Something inside must have clouded her reason. The fatigue, fear and heartbreak took its toll and made her believe that maybe she was the problem after all. If she were not in the picture, her daughter would be released and able to return home to her own comfy bed and the people who love her. She must have felt desperate to comfort her child in any way she could.
She is gone.
This dedicated and loving mom did the unthinkable. One tragic decision rocked all that knew her to the core. She took her own life. Now her daughter and family have lost even more. This damn “suicide disease” as it is sometimes referred, has claimed another soul.
We Need To Do Better for ALL
The stress of chronic illness and caregiver burnout is very real. Finding a specialist and supportive resources is not always easy and can be extremely tine consuming. Having to navigate the medical system to find an effective treatment path, only adds to the emotional stress that families of kids with rare or multi-system complex conditions are already facing. Parents need to be put in touch with support resources early on. If you are a parent who is struggling and needs mental health support, it is okay to admit it and ask for help.
Yet research shows that parents whose children have special health needs are not being given much help. A study based on a 2010 National Survey of Children with Special Health Care Needs collected data on over 40,000 parents and determined parents provide nearly $36 billion dollars worth of care each year. Families are forced to take on these added responsibilities, but this care can often have a personal cost. A 2021 NIH study shows that this problem is not getting better with 43% of parents still reporting that they are in need of more support.

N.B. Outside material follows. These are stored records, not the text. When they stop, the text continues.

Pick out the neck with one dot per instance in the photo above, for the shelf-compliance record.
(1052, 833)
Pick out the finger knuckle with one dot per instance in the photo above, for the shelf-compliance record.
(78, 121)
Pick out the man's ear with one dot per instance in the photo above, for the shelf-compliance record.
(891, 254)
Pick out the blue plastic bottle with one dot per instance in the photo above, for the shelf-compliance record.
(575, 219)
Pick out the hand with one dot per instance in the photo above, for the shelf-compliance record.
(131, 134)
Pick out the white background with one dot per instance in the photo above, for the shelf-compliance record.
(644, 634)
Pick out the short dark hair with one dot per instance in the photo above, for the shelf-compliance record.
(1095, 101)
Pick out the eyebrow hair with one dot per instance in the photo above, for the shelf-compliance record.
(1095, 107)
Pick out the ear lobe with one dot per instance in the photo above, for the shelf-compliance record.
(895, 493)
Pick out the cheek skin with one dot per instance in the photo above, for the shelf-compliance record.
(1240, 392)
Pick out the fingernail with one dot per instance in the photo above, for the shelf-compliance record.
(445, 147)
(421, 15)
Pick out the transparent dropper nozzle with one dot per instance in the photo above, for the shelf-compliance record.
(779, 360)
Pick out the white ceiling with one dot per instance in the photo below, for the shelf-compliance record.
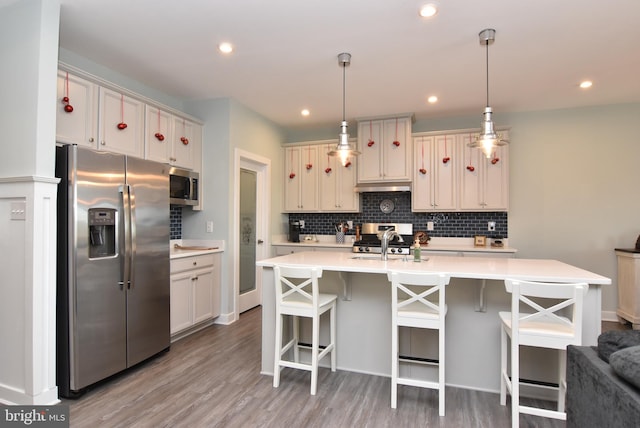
(286, 53)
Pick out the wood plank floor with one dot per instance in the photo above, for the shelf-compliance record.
(212, 379)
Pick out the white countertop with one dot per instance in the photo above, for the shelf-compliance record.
(198, 247)
(435, 244)
(459, 267)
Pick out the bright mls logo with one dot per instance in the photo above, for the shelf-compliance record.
(36, 416)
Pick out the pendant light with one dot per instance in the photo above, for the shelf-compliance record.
(344, 149)
(488, 140)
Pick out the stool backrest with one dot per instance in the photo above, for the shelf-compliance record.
(418, 292)
(545, 305)
(297, 284)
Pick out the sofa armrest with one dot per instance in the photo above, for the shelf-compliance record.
(596, 396)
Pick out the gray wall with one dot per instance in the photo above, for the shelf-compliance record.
(573, 181)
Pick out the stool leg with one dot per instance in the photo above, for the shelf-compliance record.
(441, 394)
(278, 349)
(296, 337)
(562, 368)
(515, 385)
(333, 337)
(314, 353)
(394, 365)
(503, 366)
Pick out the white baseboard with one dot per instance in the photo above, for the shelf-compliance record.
(609, 316)
(225, 319)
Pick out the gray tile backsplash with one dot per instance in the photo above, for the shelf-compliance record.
(175, 220)
(450, 224)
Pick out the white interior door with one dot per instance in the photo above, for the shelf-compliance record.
(252, 221)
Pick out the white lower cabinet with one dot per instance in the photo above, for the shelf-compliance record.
(195, 291)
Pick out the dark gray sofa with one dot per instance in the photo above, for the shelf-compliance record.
(596, 396)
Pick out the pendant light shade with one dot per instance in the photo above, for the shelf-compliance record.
(344, 149)
(488, 140)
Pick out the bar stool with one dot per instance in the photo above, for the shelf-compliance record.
(417, 300)
(539, 326)
(297, 295)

Parents of chronically ill children need more support. Criminalizing them in complicated medical situations and traumatizing children by taking them from their families is NOT the answer – compassion, education, guidance and more psychological assistance and support for families IS. Physicians, hospitals and child protective services need to re-evaluate the current intervention model and work together with rare disease families and patient organizations to find a better way. If you are a parent who is struggling with stress, please plug in online or find a condition specific support group to connect with other people who understand.
There are also organizations that can help if you feel your parental rights may be jeopardized due to your child’s medical situation
Our hearts are broken with the loss of a beautiful mom, but rare disease parents and nonprofits will continue to work and support all families of children living with rare disease and complex pain conditions.